Le stress fait partie de notre vie. C’est une réaction naturelle face à une pression, un changement ou un danger.
À petites doses, il peut être utile, voire stimulant. Mais lorsqu’il devient chronique, envahissant, ou mal géré, il peut nuire à notre équilibre physique, émotionnel et mental.
Apprendre à reconnaître son stress et à y répondre de manière adaptée est une compétence précieuse que l’on peut cultiver.
Quand le stress devient un problème
Certaines situations génèrent un stress ponctuel : un examen, une réunion importante, un conflit, une période d’incertitude.
Ce stress « normal » est généralement de courte durée et disparaît une fois la situation passée.
En revanche, lorsque le stress devient :
- Intense
- Fréquent
- Durable
- Sans véritable pause ou récupération
…il peut affecter profondément notre qualité de vie. On parle alors de stress chronique.
Les effets du stress sur notre équilibre
Le stress agit sur plusieurs plans. Le repérer, c’est déjà apprendre à le désamorcer.
| Sur le plan mental et émotionnel : | Sur le plan physique : | Sur le plan comportemental : |
| ⸱ Agitation intérieure, pensées en boucle ⸱ Difficultés de concentration ou oublis fréquents ⸱ Irritabilité, impatience, hypersensibilité ⸱ Anxiété, sentiment de débordement ou de perte de contrôle | ⸱ Fatigue persistante, troubles du sommeil ⸱ Tensions musculaires, maux de dos, de tête ou de ventre ⸱ Palpitations, respiration rapide ⸱ Troubles digestifs, baisse de l’immunité | ⸱ Isolement, repli sur soi ⸱ Évitement des situations sources de tension ⸱ Compulsions alimentaires, augmentation de la consommation d’alcool, tabac ou autres substances ⸱ Difficulté à poser des limites ou à dire non |

Comment mieux gérer son stress ?
La gestion du stress ne consiste pas à supprimer toutes les tensions, mais à apprendre à les apprivoiser. Voici quelques pistes que j’aborde souvent en accompagnement :
1. Reconnaître les signaux d’alerte
Le premier pas est d’identifier comment le stress s’exprime chez vous : à travers votre corps, vos pensées, vos émotions, vos réactions ?
Exemples de questions :
- Qu’est-ce qui vous stresse en ce moment ?
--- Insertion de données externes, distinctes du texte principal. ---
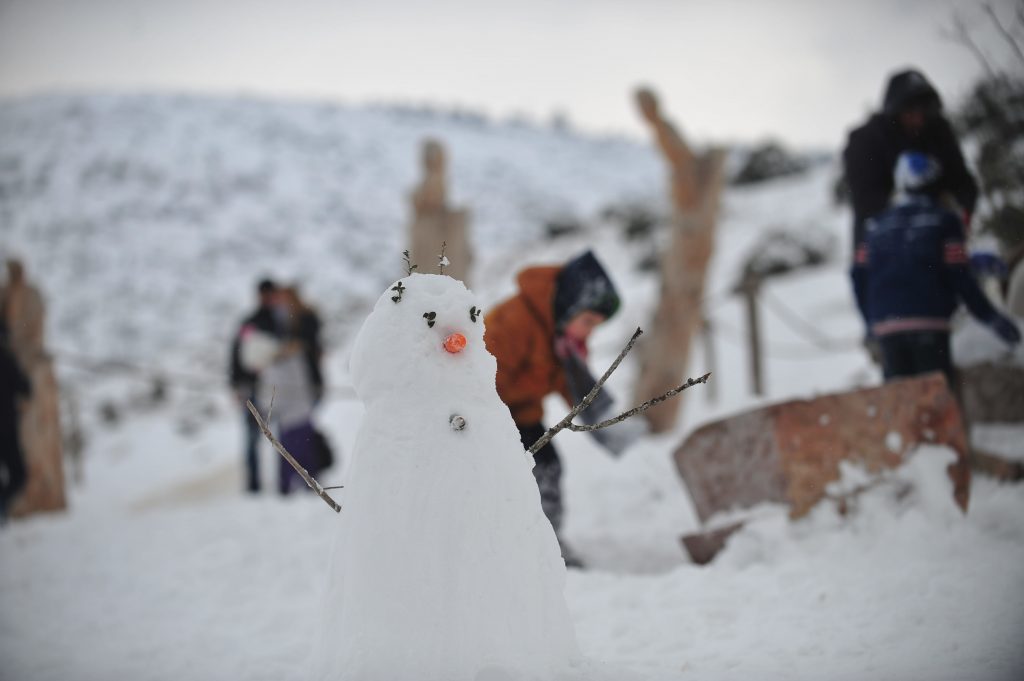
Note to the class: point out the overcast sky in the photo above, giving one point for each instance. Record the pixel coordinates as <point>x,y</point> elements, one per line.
<point>803,71</point>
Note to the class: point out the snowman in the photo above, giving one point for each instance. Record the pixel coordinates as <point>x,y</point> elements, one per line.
<point>444,566</point>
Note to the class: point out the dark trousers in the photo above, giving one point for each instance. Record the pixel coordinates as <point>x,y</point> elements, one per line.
<point>914,352</point>
<point>12,474</point>
<point>548,471</point>
<point>252,447</point>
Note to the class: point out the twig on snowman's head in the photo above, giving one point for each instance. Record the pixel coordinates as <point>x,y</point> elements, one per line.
<point>409,263</point>
<point>546,437</point>
<point>579,409</point>
<point>442,261</point>
<point>303,473</point>
<point>639,409</point>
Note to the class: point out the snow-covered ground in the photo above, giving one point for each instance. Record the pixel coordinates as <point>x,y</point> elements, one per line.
<point>162,569</point>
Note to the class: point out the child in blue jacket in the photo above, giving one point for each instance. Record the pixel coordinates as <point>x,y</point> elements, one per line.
<point>910,272</point>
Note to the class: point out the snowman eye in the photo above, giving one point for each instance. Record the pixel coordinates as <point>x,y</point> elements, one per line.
<point>399,289</point>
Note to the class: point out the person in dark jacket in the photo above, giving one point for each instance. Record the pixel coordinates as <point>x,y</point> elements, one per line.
<point>910,119</point>
<point>539,338</point>
<point>13,385</point>
<point>245,382</point>
<point>910,272</point>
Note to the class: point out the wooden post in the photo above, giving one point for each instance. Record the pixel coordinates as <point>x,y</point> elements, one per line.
<point>39,427</point>
<point>695,186</point>
<point>434,222</point>
<point>750,290</point>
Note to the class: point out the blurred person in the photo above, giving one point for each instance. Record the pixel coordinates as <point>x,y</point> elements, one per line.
<point>912,269</point>
<point>911,119</point>
<point>292,381</point>
<point>539,338</point>
<point>244,376</point>
<point>303,325</point>
<point>1015,283</point>
<point>13,387</point>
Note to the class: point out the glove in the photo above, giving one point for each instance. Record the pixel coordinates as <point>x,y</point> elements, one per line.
<point>988,264</point>
<point>1006,330</point>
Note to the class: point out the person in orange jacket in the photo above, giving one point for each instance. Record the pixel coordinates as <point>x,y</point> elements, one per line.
<point>539,338</point>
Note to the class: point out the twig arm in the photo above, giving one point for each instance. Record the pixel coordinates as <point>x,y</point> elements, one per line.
<point>303,473</point>
<point>640,409</point>
<point>564,423</point>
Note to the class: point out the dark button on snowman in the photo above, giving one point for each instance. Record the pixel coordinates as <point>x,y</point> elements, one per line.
<point>444,565</point>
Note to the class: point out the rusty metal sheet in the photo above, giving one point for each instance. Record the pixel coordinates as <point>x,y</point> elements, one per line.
<point>790,452</point>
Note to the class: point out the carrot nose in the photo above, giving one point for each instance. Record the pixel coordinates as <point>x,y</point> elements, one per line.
<point>455,343</point>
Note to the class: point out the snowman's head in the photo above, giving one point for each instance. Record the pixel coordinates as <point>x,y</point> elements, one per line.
<point>423,338</point>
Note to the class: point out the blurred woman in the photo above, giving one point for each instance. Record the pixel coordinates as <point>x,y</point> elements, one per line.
<point>294,382</point>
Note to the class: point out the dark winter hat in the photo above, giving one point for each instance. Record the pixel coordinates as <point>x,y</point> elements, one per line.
<point>909,89</point>
<point>583,285</point>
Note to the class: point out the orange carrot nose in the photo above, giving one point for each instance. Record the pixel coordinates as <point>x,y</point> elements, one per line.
<point>455,343</point>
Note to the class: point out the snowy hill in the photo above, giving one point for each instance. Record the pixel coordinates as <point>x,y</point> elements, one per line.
<point>146,219</point>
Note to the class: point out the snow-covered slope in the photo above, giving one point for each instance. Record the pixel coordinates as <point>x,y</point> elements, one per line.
<point>147,219</point>
<point>162,570</point>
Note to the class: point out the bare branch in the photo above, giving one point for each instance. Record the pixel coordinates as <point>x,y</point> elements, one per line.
<point>303,473</point>
<point>961,34</point>
<point>640,409</point>
<point>409,263</point>
<point>546,437</point>
<point>1004,31</point>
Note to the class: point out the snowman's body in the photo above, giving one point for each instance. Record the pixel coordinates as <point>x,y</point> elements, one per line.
<point>445,567</point>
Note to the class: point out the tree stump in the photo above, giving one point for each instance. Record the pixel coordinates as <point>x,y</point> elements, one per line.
<point>695,186</point>
<point>434,223</point>
<point>39,426</point>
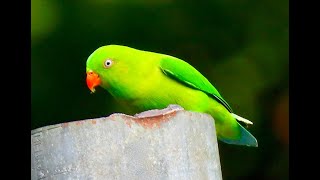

- Comment votre corps réagit-il quand vous êtes sous tension ?
- Y a-t-il des moments où vous sentez que « ça déborde » ?
2. Apprendre à respirer et à se recentrer
Le stress active notre système nerveux comme si nous étions face à un danger immédiat. Des exercices de respiration, de pleine conscience ou de cohérence cardiaque permettent de retrouver un apaisement physiologique.
Exemples de techniques :
- Respiration abdominale lente (4 secondes d’inspiration, 6 secondes d’expiration)
- Ancrage dans le présent avec les cinq sens
- Scans corporels pour relâcher les tensions
3. Prendre soin de son hygiène de vie
Un corps fatigué ou mal nourri est plus vulnérable au stress. Le sommeil, l’alimentation, l’activité physique et les temps de récupération sont vos alliés invisibles.
Recommandations simples :
- Se coucher à heure régulière
- Manger de manière équilibrée, éviter les excitants en excès
- Bouger quotidiennement, même doucement
4. Travailler sur ses pensées et ses exigences
Le stress est souvent lié à nos interprétations ou à nos croyances internes (« je dois tout gérer », « je ne peux pas échouer »). La thérapie peut vous aider à identifier ces schémas et à développer un discours intérieur plus souple et bienveillant.
Question à se poser :
- Est-ce que cette pensée m’aide ou me bloque ?
- Qu’attendrais-je d’un(e) ami(e) dans la même situation ?
5. Se reconnecter à ce qui apaise
La détente n’est pas un luxe, c’est un besoin vital. Il est essentiel d’intégrer des rituels de plaisir, de calme ou de créativité dans votre quotidien.
Idées simples :
- Écouter de la musique, marcher en nature, écrire, dessiner, jardiner
- Prendre un temps seul(e) pour soi, même court
- Rire, partager, créer du lien
Se faire accompagner : un vrai soutien
Lorsque le stress devient trop intense ou s’installe durablement, il peut être utile de se faire accompagner. En thérapie, vous apprenez à comprendre vos déclencheurs, à retrouver vos ressources internes, et à reprendre la main sur votre équilibre.
Vous avez le droit de respirer. Vous avez le droit de ralentir. Et surtout, vous avez le droit d’être aidé(e).